So Uh look at my timeline, ohhh how stong I am to make it this long. Its long fulll of bullcrap. QQQQQQW
whyyyy
Worst I’ve been in a while, crap. Just posting to create a timeline.
Just posting again cause I’m alive still. Tracking life I guess.
My destiny is suicide.
Well I’m still around. Just want to post to encourage myself and maybe others to keep trying. Im not sure If Ive gotten any better over the last 8 months. A lot of meds, counselling and quitting addictions and I’m still suicidal.
Oh how wonderful, SSSHHHHHHHHHHhhhhit
Is almost all I think about now.
nope,never,maybe? I’m pretty sure not. I’m going to hell, What a nightmare existence has turned out to be.
dsajjjjjjjjjjjjjjjjjjjjjjjjjjjjjjjjjjjjjjjjjjjjjjjjjjjjjjjjjjjjjjjjjjjjjjjjjjjjjjjjjjjjjjjjjjjjjjjjjjjj
I’m still alive. Miracle I can do what I do and function. This is pure pain, and we don’t sleep forever when we die. I’m scared.
Hi everyone don’t mean to boast but I’m still alive. Lets all make it through at least one more day. I promise I will. Thanks for everyone who has helped with kind words. I’m in a better position today than I was even a couple months ago. Dont mean to brag just wanna say thanks to anyone who says kind or helpful words.
I’m still alive and I do good things, Help people, I donate time and money to good causes, I have a part time job. I want to be finished. Why cant I be happy or content. I’m still alive this is weird. Its gotta be almost my time to go.
Still fighting. Lets do it together. Make it through some more days. Try, be good people. Lets do it.
This is pretty tough. So what if I get through the day. and tomorrow. I’m 24 years old and when I’m homeless eventually I will probably have no choice. I’m gonna be the one living with my parents until they kick me out or pass. Then I can pass too. How do we escape this nexus. I know how but I still cant do it. Been a warrior for a while, IDK how much longer I can live, maybe couple weeks.
Total loss of reality. What is going on. I feel pain tho, and happy sometimes. Dont want to be here anymore though.
I attempted again and was in the hospital. The thoughts can kiss my ass, ill fucken fight em forever if I have too. I have people who love me and I love them, so fuck off or keep fucking I don’t care, I’m gonna make it through this life.
I’m still here, you all ever wake up and you feel ok for that one millisecond and then your brain fires up and you just utter the words I’m alive. I may as well tell a little story when I naively tried to overdose on alcohol and pills.
Drug overdose is a very wide spectrum and there is a very good chance that you will not die from them and only cause yourself more pain. I tried drug overdose mixed with a lot of alcohol and my friend walked in on me. I didn’t do a damn thing but humiliate and feel guilt when I had […]

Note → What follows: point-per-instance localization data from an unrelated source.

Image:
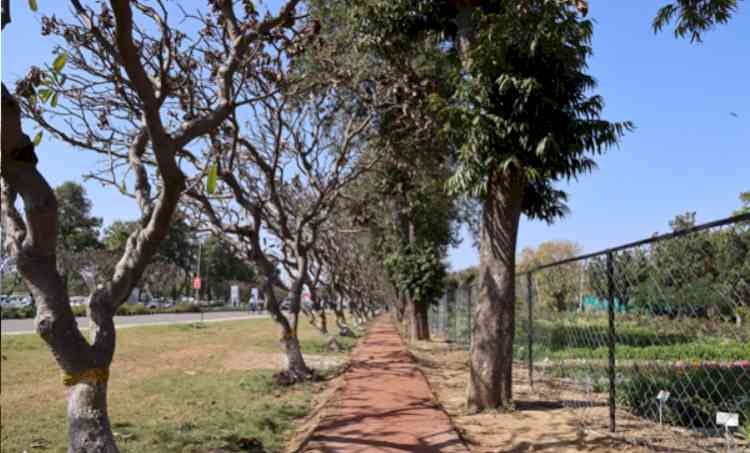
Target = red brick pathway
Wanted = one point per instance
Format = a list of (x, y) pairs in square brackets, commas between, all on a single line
[(385, 404)]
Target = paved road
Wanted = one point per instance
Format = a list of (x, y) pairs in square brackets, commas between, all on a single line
[(22, 326)]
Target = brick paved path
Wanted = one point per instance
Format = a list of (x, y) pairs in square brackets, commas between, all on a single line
[(385, 404)]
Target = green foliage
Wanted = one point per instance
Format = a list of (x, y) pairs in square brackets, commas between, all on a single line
[(419, 273), (60, 61), (556, 287), (693, 17), (525, 106), (702, 274), (696, 394), (211, 179), (78, 229), (220, 266)]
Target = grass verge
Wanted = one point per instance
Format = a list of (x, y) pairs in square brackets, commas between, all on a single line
[(180, 388)]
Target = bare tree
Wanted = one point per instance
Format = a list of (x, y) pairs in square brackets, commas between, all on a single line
[(127, 65), (282, 172)]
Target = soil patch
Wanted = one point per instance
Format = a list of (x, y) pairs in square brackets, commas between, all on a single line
[(546, 418), (384, 404)]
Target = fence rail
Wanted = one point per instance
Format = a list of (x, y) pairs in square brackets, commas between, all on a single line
[(650, 339)]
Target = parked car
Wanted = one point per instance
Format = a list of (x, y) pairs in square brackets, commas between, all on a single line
[(156, 302)]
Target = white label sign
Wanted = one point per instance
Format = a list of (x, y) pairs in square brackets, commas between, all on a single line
[(235, 294), (728, 419)]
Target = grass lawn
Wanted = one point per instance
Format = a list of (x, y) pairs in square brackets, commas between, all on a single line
[(178, 388)]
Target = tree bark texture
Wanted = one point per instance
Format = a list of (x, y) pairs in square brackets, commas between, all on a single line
[(491, 356), (88, 422)]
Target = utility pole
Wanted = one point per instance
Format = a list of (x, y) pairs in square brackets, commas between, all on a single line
[(198, 273), (2, 212)]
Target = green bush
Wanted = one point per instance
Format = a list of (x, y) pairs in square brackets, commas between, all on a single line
[(696, 394), (17, 312), (560, 335), (702, 349)]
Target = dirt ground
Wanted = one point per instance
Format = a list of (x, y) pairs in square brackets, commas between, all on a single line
[(547, 418), (383, 403)]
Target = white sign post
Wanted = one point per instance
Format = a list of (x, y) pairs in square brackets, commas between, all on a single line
[(728, 420), (662, 397), (234, 295)]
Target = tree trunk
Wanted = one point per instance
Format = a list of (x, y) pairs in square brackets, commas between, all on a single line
[(420, 319), (491, 357), (296, 366), (323, 321), (88, 423)]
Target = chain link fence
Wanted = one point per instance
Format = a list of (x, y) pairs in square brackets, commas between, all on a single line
[(649, 341)]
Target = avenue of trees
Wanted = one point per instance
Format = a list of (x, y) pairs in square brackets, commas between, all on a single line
[(325, 146)]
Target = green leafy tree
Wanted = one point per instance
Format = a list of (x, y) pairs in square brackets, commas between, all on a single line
[(556, 286), (78, 229), (524, 117), (220, 267), (694, 17)]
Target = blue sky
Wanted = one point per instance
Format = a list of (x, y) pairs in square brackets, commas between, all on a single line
[(688, 152)]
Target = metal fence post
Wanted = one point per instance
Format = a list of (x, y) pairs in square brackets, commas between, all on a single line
[(611, 339), (471, 309), (530, 327)]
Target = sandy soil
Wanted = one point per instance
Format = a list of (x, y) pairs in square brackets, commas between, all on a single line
[(384, 404), (547, 418)]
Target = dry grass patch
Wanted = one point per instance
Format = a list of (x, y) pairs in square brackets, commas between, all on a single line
[(172, 389)]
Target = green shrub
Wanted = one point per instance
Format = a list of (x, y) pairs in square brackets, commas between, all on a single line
[(696, 394), (17, 312)]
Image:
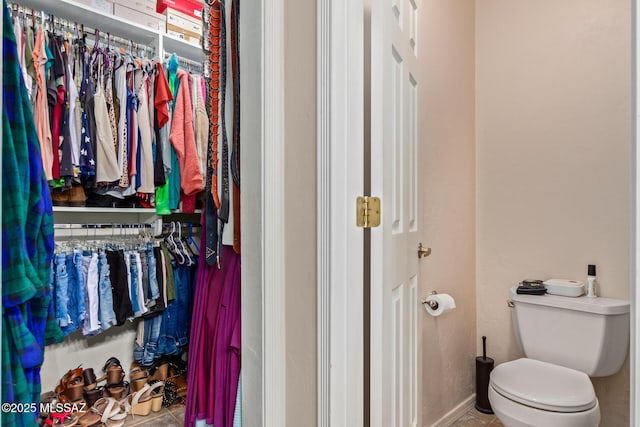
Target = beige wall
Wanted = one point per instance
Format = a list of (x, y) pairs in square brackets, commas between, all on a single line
[(553, 158), (447, 169), (300, 194)]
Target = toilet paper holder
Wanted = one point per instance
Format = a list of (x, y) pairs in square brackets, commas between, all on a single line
[(432, 304)]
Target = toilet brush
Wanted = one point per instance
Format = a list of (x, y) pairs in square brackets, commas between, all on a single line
[(484, 366)]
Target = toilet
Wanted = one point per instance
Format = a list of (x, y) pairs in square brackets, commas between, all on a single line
[(566, 340)]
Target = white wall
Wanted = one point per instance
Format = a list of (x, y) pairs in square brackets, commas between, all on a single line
[(447, 173), (553, 83)]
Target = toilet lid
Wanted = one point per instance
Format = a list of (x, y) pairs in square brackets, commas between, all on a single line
[(544, 385)]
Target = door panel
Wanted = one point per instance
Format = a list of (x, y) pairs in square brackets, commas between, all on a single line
[(395, 278)]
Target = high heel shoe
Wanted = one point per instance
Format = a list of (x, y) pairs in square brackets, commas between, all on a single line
[(156, 391), (107, 411), (140, 402), (71, 386), (113, 372)]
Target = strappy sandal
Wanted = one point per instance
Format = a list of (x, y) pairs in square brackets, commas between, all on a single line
[(71, 386), (65, 419), (107, 411), (138, 376), (119, 390), (156, 391), (113, 372), (92, 396), (48, 397), (140, 402)]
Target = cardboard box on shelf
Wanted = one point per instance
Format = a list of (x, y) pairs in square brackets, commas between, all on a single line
[(103, 6), (189, 7), (145, 6), (140, 18), (182, 20), (191, 40), (178, 30), (182, 23)]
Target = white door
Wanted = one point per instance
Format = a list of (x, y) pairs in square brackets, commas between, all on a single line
[(395, 280)]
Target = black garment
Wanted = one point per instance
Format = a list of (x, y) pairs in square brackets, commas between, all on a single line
[(145, 277), (119, 286), (66, 165)]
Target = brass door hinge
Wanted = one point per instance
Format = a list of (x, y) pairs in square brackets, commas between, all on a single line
[(368, 212)]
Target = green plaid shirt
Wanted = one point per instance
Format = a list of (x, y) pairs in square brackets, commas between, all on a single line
[(27, 243)]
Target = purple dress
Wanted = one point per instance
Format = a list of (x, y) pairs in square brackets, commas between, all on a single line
[(214, 349)]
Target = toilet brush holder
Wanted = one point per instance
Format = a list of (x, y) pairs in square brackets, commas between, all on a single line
[(484, 366)]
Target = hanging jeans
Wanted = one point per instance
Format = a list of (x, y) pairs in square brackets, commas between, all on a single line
[(107, 316), (146, 352), (81, 282), (91, 324), (176, 318), (62, 290), (72, 296)]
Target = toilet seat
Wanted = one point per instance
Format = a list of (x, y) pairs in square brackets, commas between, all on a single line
[(544, 386)]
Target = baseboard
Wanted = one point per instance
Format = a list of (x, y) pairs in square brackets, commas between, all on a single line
[(453, 415)]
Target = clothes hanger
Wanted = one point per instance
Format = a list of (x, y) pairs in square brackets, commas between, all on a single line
[(183, 248), (195, 249)]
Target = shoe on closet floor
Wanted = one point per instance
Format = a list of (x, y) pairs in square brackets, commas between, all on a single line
[(107, 411), (59, 197), (71, 386), (77, 198), (64, 419)]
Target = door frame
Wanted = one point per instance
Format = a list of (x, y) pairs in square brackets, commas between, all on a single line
[(634, 355), (262, 158), (340, 179)]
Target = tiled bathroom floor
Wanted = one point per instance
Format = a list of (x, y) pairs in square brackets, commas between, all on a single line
[(172, 417), (475, 418)]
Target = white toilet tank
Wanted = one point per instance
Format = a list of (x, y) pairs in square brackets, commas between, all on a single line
[(587, 334)]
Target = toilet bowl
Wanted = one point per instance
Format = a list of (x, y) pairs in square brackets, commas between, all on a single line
[(531, 393), (566, 341)]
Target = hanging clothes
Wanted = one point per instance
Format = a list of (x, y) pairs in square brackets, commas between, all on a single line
[(183, 138), (27, 242)]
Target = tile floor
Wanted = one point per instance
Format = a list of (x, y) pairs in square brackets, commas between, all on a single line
[(474, 418), (172, 417)]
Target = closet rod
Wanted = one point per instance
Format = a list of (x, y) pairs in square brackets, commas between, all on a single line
[(65, 24), (185, 61), (100, 226)]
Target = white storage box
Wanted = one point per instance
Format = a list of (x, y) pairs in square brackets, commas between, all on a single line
[(564, 287), (140, 18), (103, 6)]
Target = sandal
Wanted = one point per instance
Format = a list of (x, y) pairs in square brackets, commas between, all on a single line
[(107, 411), (65, 419), (161, 372), (92, 396), (90, 381), (118, 391), (138, 376), (140, 402), (113, 372), (156, 391), (70, 386)]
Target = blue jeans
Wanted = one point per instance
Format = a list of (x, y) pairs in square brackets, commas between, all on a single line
[(146, 353), (61, 290), (80, 274), (72, 296), (106, 315), (153, 279), (137, 310), (177, 316)]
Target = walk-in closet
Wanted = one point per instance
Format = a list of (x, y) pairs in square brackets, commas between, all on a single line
[(121, 187)]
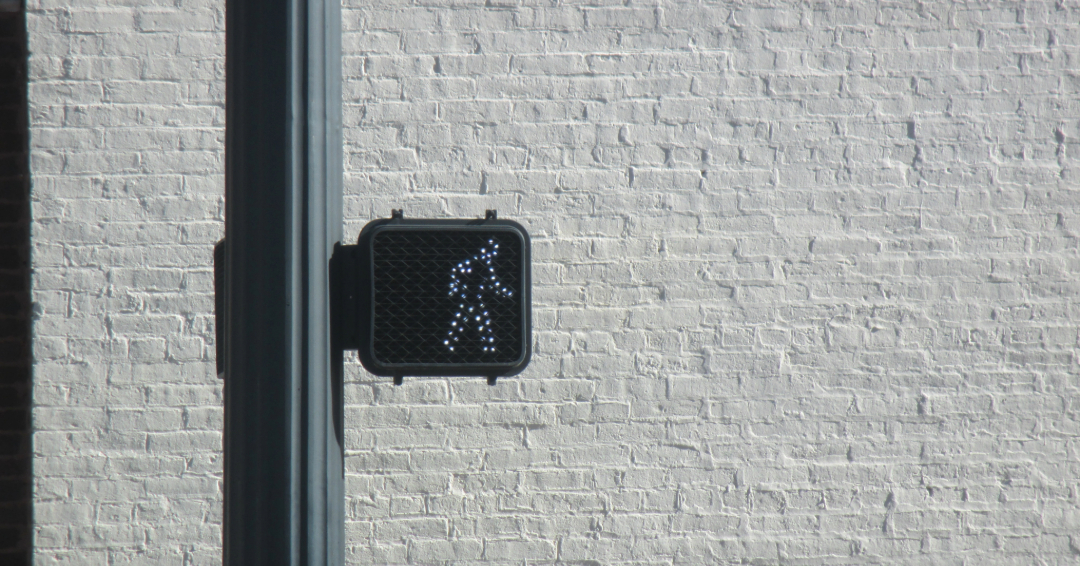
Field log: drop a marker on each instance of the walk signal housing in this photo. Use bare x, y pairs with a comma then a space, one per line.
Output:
436, 297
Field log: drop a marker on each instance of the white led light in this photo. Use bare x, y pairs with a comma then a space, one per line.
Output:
484, 283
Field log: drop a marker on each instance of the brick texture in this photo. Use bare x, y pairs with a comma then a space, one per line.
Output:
15, 522
806, 281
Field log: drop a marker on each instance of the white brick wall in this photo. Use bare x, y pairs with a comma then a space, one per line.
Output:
806, 281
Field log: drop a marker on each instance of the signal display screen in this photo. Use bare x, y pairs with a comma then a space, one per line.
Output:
447, 296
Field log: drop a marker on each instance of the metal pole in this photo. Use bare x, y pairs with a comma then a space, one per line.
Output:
283, 425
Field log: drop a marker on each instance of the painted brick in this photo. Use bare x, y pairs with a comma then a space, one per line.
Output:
805, 281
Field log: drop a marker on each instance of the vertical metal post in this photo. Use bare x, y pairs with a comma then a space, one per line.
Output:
283, 435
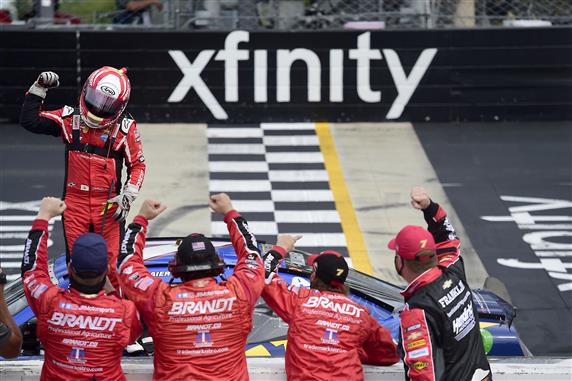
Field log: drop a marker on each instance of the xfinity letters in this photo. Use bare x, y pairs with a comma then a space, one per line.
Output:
363, 58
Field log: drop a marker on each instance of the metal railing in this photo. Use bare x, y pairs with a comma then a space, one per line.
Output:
302, 14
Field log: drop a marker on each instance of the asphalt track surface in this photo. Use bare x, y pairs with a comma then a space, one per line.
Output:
31, 167
475, 163
522, 162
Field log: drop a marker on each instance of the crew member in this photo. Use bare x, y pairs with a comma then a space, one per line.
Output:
200, 326
10, 334
440, 336
83, 330
329, 335
99, 136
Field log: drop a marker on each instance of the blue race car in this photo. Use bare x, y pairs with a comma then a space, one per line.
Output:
268, 336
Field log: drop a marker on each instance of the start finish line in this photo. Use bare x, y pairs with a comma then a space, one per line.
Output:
533, 368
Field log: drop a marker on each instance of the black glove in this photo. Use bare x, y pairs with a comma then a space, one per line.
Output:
46, 80
271, 260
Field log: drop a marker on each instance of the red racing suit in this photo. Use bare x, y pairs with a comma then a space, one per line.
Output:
440, 337
93, 168
329, 335
199, 328
83, 335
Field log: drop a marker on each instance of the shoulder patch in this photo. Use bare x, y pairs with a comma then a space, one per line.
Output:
126, 124
67, 111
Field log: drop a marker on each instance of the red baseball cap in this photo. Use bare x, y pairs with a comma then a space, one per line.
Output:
411, 240
330, 267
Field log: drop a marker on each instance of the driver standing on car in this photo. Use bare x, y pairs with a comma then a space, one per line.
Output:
83, 330
440, 336
99, 137
199, 327
329, 335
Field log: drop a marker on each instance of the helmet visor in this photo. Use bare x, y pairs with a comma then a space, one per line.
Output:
102, 102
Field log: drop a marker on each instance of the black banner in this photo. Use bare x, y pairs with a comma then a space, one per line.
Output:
241, 77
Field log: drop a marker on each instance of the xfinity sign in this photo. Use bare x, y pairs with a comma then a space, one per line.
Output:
363, 54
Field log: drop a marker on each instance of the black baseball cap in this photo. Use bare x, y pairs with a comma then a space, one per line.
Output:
197, 253
330, 266
89, 255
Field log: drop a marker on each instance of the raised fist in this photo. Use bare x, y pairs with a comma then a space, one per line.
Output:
419, 198
48, 80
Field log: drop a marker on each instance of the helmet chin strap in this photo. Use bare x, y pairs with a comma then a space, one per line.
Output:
89, 121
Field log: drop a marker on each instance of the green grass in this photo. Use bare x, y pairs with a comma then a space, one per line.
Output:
84, 9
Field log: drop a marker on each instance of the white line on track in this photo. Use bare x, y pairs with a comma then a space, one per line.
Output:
240, 186
302, 195
238, 166
295, 157
297, 176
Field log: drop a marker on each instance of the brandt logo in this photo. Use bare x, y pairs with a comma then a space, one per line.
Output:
363, 55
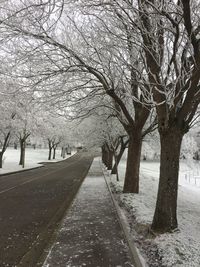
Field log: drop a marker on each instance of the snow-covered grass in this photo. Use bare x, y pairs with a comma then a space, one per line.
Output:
181, 248
32, 159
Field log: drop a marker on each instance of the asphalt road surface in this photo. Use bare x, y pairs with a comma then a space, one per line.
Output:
32, 203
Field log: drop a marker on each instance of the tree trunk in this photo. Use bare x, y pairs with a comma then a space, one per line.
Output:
63, 152
118, 158
50, 151
103, 154
131, 183
109, 159
54, 153
165, 218
22, 152
1, 159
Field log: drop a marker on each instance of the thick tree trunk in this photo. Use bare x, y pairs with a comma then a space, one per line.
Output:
165, 218
131, 183
54, 153
110, 159
22, 152
63, 151
1, 159
50, 151
118, 158
103, 154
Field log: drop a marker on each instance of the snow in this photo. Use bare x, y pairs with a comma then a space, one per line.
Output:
90, 234
33, 158
181, 248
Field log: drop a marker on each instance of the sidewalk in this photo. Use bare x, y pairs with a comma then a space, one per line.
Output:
90, 234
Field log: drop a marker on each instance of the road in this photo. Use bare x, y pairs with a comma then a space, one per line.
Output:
32, 203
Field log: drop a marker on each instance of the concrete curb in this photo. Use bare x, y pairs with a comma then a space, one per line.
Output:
32, 168
37, 167
136, 258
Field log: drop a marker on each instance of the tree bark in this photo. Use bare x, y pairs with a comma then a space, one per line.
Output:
110, 159
103, 149
54, 152
165, 217
50, 151
131, 183
1, 159
118, 158
22, 152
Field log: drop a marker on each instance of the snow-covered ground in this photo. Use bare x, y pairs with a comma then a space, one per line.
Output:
181, 248
32, 159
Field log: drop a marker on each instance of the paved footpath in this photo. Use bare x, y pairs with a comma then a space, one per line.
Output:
90, 234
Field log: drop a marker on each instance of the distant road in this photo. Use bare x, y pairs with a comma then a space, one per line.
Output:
31, 205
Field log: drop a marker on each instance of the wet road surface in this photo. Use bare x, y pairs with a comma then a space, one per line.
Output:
32, 203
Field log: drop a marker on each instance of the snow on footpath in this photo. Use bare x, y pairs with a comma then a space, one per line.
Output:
178, 249
90, 234
33, 159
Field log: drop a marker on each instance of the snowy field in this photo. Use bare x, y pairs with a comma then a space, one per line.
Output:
181, 248
32, 159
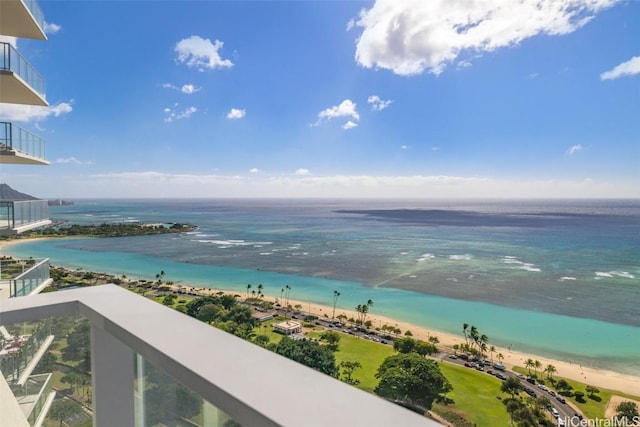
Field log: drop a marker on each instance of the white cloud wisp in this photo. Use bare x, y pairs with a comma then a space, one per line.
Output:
410, 37
628, 68
200, 53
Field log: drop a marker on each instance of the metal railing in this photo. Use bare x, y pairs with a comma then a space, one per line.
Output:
12, 60
14, 138
18, 213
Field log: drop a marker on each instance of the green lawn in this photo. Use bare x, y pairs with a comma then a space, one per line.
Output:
476, 394
591, 407
370, 355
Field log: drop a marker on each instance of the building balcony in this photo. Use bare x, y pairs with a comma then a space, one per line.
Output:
22, 18
18, 216
18, 146
20, 82
23, 277
136, 345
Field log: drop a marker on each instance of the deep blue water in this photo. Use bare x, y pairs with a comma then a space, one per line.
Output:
554, 278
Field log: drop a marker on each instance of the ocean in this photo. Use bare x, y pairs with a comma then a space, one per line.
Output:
554, 278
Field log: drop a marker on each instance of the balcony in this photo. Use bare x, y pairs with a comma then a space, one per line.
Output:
20, 82
20, 277
22, 18
18, 146
232, 379
18, 216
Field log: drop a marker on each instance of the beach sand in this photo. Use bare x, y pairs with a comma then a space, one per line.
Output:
596, 377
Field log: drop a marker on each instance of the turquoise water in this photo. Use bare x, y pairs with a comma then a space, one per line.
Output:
590, 342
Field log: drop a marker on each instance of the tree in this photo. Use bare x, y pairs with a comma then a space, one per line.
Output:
512, 386
404, 345
332, 339
63, 409
336, 294
550, 370
529, 364
347, 371
591, 390
309, 353
627, 411
424, 348
412, 381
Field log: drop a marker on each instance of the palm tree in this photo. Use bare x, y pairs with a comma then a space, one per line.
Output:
465, 326
537, 365
550, 370
336, 294
529, 364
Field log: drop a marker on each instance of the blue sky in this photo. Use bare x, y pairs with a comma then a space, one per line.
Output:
383, 98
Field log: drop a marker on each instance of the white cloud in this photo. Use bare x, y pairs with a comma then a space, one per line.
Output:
162, 184
189, 89
236, 113
186, 88
629, 68
378, 104
574, 149
73, 160
51, 28
413, 36
346, 108
200, 53
175, 114
349, 125
31, 113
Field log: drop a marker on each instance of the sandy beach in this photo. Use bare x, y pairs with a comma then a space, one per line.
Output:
596, 377
599, 378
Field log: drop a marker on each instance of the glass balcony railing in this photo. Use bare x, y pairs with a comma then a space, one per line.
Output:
151, 365
23, 276
14, 138
36, 12
33, 395
19, 214
19, 352
12, 60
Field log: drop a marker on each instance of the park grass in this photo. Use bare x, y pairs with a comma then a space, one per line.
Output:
370, 355
592, 407
476, 395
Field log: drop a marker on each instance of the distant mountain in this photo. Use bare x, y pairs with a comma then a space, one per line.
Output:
8, 193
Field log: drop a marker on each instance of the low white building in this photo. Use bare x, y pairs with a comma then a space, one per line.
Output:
288, 327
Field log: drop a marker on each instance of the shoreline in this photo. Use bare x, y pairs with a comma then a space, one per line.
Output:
598, 377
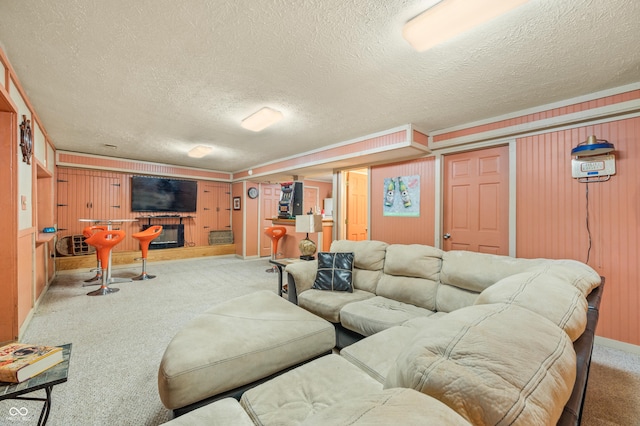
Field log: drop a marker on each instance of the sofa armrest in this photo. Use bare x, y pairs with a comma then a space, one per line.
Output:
300, 277
572, 413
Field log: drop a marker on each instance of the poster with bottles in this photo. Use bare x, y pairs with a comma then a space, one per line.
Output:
402, 196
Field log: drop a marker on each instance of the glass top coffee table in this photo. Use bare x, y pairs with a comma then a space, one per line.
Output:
45, 380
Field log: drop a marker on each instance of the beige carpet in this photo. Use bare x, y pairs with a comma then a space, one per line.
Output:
118, 341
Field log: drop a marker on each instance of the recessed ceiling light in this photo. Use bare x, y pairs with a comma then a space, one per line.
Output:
200, 151
261, 119
450, 18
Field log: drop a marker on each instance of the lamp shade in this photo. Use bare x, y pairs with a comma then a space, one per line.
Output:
308, 223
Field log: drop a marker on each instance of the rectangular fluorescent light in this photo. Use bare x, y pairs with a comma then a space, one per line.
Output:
261, 119
450, 18
199, 151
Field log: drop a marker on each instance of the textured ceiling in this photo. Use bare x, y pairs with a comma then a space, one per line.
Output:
157, 77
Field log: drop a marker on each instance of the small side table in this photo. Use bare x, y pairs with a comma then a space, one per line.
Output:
45, 380
281, 264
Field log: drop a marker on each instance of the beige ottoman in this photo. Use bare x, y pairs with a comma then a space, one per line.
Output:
226, 411
237, 344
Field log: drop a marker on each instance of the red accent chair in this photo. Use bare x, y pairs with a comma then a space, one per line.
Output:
275, 233
87, 232
104, 241
145, 237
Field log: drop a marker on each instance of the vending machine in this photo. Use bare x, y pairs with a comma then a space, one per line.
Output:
290, 203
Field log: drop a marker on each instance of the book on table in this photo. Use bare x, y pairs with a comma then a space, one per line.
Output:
21, 361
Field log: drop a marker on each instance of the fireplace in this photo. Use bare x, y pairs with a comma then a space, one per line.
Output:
172, 236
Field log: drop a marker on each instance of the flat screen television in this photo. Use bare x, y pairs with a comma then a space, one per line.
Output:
151, 194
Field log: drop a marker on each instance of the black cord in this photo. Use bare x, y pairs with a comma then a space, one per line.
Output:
588, 228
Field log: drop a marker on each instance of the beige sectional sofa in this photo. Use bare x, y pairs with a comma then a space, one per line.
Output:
433, 337
416, 303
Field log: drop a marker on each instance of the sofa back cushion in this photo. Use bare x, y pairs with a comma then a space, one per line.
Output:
368, 261
543, 293
493, 364
465, 274
476, 271
578, 274
411, 274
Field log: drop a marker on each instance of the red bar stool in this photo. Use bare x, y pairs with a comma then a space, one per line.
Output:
104, 241
275, 233
145, 237
87, 232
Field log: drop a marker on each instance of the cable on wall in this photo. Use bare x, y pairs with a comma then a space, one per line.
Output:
587, 221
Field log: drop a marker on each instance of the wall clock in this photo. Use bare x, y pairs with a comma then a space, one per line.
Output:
26, 141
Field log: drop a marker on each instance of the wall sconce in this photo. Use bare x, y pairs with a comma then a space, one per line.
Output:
308, 223
593, 160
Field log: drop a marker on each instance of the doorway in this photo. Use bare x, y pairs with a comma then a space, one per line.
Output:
357, 202
476, 201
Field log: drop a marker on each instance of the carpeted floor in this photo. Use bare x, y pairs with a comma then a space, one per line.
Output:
118, 341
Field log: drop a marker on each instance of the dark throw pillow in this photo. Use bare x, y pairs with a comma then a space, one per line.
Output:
335, 272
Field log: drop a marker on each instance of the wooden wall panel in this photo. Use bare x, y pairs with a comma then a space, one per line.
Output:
88, 189
404, 230
552, 214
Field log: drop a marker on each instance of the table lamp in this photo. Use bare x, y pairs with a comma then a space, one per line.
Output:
308, 223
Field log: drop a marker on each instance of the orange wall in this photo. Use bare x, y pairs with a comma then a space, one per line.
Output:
551, 216
236, 218
404, 230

Early tomorrow morning 02/13/14 I’m going to go and try to attempt to jump off a very tall bridge/canyon. I guess I’m here just saying that I don’t know if I’m 100 percent going to actually jump, but there is a very good chance.  Some of you may know a little about myself from my last couple posts. I guess I am just writing this because it may be my last post and I hope all of  you the very best. This site has helped me live a little bit longer and try and get through but there’s just to much pain to endure.
I deserve rest and peace. Please. why, I might do it tomorrow but tonight im to tired. Goodnight everyone. If I do it will be responsibly done quick and easy. Of couse I have Bi polar, of course I suffered childhood trauma, of course I attempted before, of course I cut, of course I have gambling and drinking problems. shit paranoia is the worst. I have paranoia disorder.
I am starting to get scared of myself. Mostly when I think about the future. There is no possible way I can live for even 5 years it seems like. My thoughts are a nightmare sometimes. I have attempted suicide once before but my friend walked in on me after I took only a handful of pills. I don’t want to live in a mental hospital, I feel like jumping everyday. I cant imagine becoming as crazy as I’m scared I might.